Procrastination can be your friend. Once in a few things. Not in this case. Not by a long case in this one.

— MichaelRpdx :: rkmm 1988

Handwriting and Fruit

Remember “Groundhog Day”? 1993 movie with Bill Murray and Andie MacDowall about where you hope you do not wake up tomorrow. We watched it today. It held up well. Well, with a Spanish soundtrack and English subtitles. It was a good time.

InCoWriMo, International Correspondence Writing Month (or something like that) is off to a great start. I have collected about 150 addresses of people not in the USA. There are people in every continent except for Antarctica. Obviously, you can write to people in your own country.
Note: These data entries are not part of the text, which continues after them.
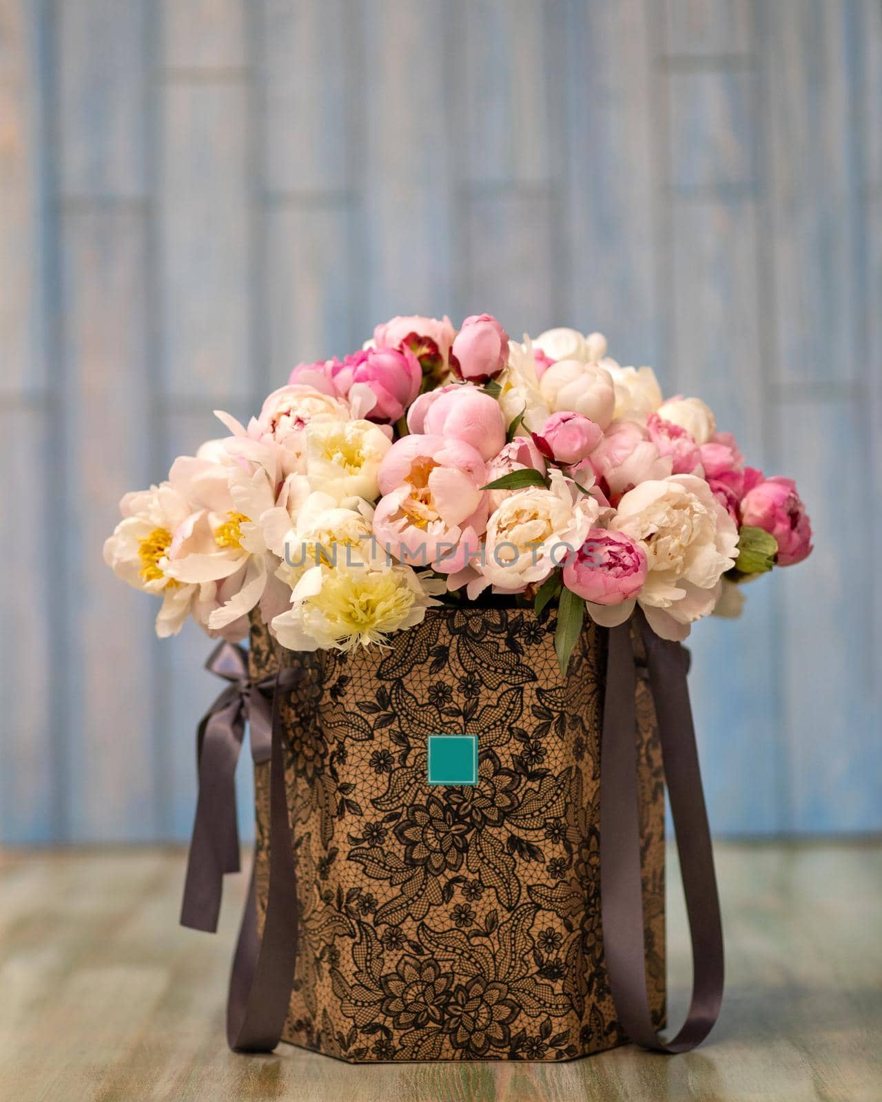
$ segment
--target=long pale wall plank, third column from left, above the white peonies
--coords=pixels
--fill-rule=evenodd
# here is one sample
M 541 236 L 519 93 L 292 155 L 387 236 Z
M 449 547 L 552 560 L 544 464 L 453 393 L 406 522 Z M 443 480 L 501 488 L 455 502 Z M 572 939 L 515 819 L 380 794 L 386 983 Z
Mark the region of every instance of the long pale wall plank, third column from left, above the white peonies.
M 248 91 L 175 82 L 161 96 L 162 389 L 243 398 L 252 386 Z

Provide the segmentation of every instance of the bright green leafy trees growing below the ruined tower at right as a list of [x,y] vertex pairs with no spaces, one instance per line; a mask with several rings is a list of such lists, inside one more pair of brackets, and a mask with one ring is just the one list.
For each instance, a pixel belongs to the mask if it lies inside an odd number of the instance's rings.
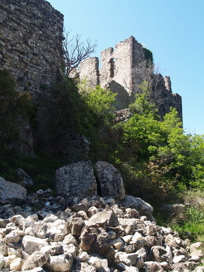
[[162,201],[174,190],[203,189],[203,136],[186,135],[173,108],[160,121],[148,101],[148,85],[144,82],[141,88],[115,154],[127,190],[152,202],[152,195]]

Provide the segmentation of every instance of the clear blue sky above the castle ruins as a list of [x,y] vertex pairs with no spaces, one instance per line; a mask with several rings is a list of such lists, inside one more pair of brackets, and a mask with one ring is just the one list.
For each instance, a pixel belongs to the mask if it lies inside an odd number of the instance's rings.
[[204,134],[204,0],[49,0],[66,29],[97,40],[95,56],[131,35],[151,50],[183,100],[187,133]]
It is just called International to encourage people to expand their horizons. I have, so far, sent a letter to a person in the US and a person across the seas, or beyond the borders. Gotta count the people in Mexico and Canada.

*  *  *  *

We brought plants in from the outdoors. These are potted plants. They are not hardy enough to be out in the cold of winter. One of them bloomed and fruited. One of them we had for so long my wife had forgotten what it was. There were several small fruits. The first fruits ever. We’re sure they are tangerines. Now for them to deepen in color so we can taste them. Excitement!